An accommodation is considered reasonable as long as it does not constitute an undue hardship to the employer. What constitutes and undo hardship may depend on the situation, the expense, the size of the company, their financial situation, the type of company, etc.

With regards to religious observance and physical disabilities, reasonable accommodation are fairly straight forward and reasonably well understood. But what constitutes reasonable accommodation or undue hardship for a mental health issue such as an anxiety disorder?

image from bleacherreport.com

In one high profile example, the NBA's Houston Rockets drafted Royce White, a basketball player with admitted mental health challenges, including anxiety that could affect his ability to perform his job. For example, he is extremely afraid of flying. For a professional basketball player who is on the road for half of the season's games, that is a big hurdle to overcome.

In a video interview from USA today, White's desire to have a trained mental health professional available to diagnose his condition before games seems reasonable. And his argument equating mental health to physical health is compelling. Legislation such as the Mental Health Parity Act of 1996 and the Mental Health Parity and Addiction Equity Act of 2008 require health care plans that cover mental health to cover them in an equal manner to physical health coverage. However, these do not mandate that health care plans even cover mental health. And the 2008 law is still waiting for a final ruling from President Obama.

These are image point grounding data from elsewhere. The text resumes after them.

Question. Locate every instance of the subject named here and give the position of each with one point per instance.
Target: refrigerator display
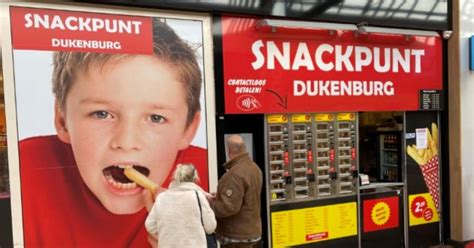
(324, 156)
(389, 156)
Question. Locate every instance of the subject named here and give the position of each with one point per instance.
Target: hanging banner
(281, 70)
(380, 214)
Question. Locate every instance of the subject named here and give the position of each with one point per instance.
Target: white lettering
(73, 23)
(328, 57)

On the other hand, it seems that some of White's demands may be outside the bounds of reasonable accommodation. He reportedly wouldn't accept an assignment in the NBA's developmental league, which earned him a suspension without pay for breach of contract. And, as discussed by Sports Illustrated's Phil Taylor in the January 21 issue, even the request for medical decisions to be made by mental health professionals may not be doable under the the collective bargaining agreement (CBA) between the NBA and the players' union (though one of the problems may be that mental health is not adequately address in the CBA).

The Rockets have tried to make some concessions, such as paying for ground transportation to away games when feasible. But how much does an organization have to do before it falls outside the realm of reasonable accommodation? If, even after attempting some forms of accommodation, the disability (physical or mental) significantly inhibits the ability of an individual (such as White) to perform the job (consistently play basketball at an NBA level), then it could be argued that the individual is thus not qualified for the job.

Recent reports suggest that the Rockets and White may be close to a deal, and I certainly hope this is the case. I am not sure what the right answer is or where to draw the "reasonable accommodation/undue hardship" line - only that more discussion into the often-ignored subject of mental health issues in the workplace is needed. This is one high profile example, but there are probably thousands of individuals and numerous organizations trying to navigate similar situations without much of a road map to guide them.